Every school sets its own schedule for evaluating the students’ academic progress for the purposes of renewing financial aid. Check with your school’s financial aid office to see that policy. You made it through the alphabet soup of getting into college. You filed a Free Application for Federal Student Aid (FAFSA®), got back a Student Aid Report (SAR), and got it all done in time to start school. Don’t get tripped up now, after all that work, by losing your assistance due to poor academic performance.
What is Satisfactory Academic Progress?
Satisfactory Academic Progress (SAP) means that you are making grades that are high enough and earning adequate credits or hours to finish your program of study in a timely manner. Each school that accepts federal student aid must have an SAP policy. You can usually find it on the school’s website or get it from the financial aid office.

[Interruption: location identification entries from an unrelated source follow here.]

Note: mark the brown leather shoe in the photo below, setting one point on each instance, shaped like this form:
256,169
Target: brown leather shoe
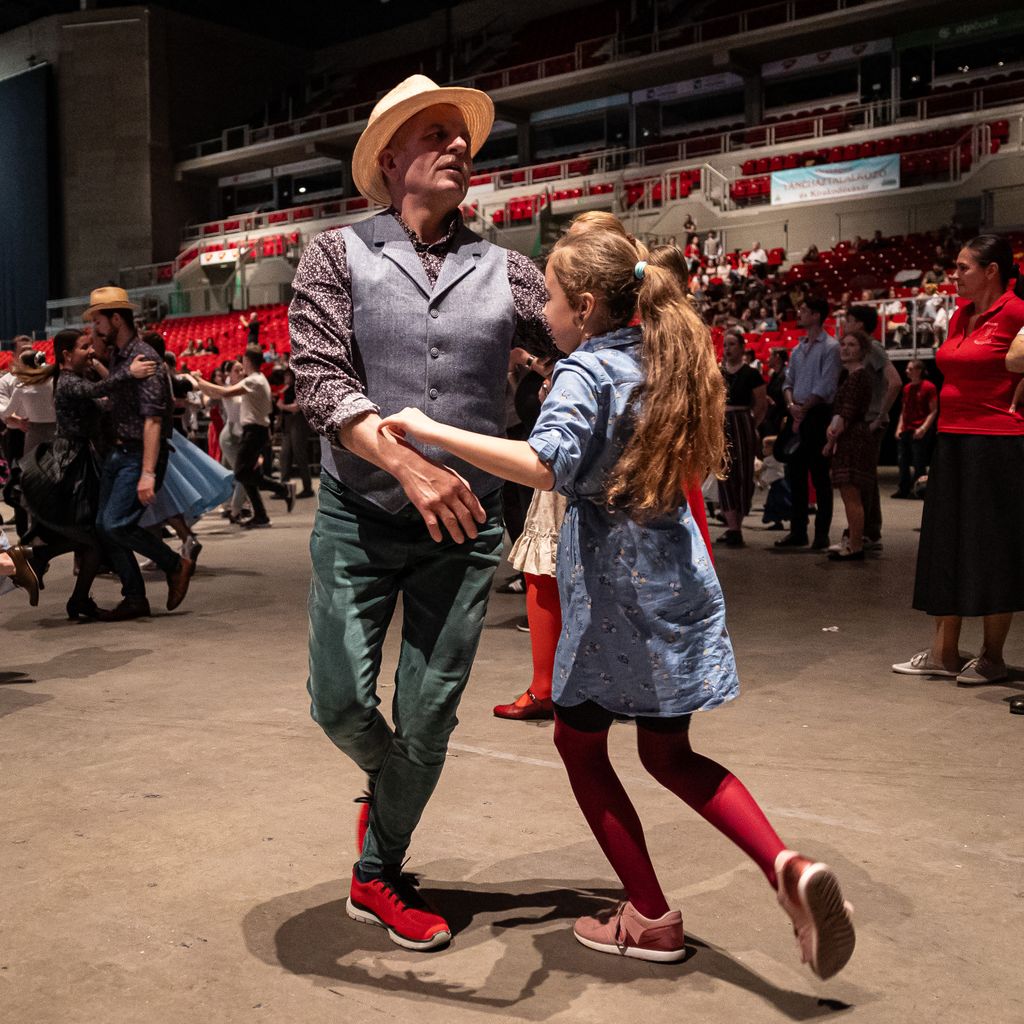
539,708
130,607
25,576
177,583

Some of the things to look for in your school’s SAP policy are:
- What is the grade or grade point average you need to keep?
- What is the number of credits or hours you must earn each period to be in good standing? This is often called making satisfactory progress toward degree completion.
- How does it affect your SAP if you drop or receive an incomplete in a class? What if you repeat a class or transfer one in from another institution? What if you change your major?
- How often does your institution check on your progress? They must do it at least at the end of every academic year, but some schools do it more often, so it’s an important question to ask.
- What are the consequences if you are not achieving SAP?
- Can you appeal a decision to stop financial aid due to failure to meet SAP?
- Does your school allow a probationary period to get back in good standing? Under the law, they are not required to do this, but they may independently choose to use this tool to give you a second chance.
- If you do lose your assistance, how can you become eligible again? Do you have to wait a certain length of time?
Under certain extreme circumstances, like the death of the student’s close relative, a personal injury or sickness, or another type of hardship, the school may grant a renewal of the financial aid even when SAP standards are not being met.
How is SAP Measured?
Each school must adhere to certain standards within the SAP policy.
- The standards for SAP must have quantitative and qualitative characteristics.
- The standards cannot be less than the standards for students who don’t use financial aid.
- The standards must be applied equally to all students.
Schools must make sure that students are making progress toward reaching their educational goals and not racking up unreasonable debt by becoming professional students. Monitoring SAP is a good way to do that as long as clear policies exist to govern its application. It’s important to understand those rules right upfront so there are no surprises along the way.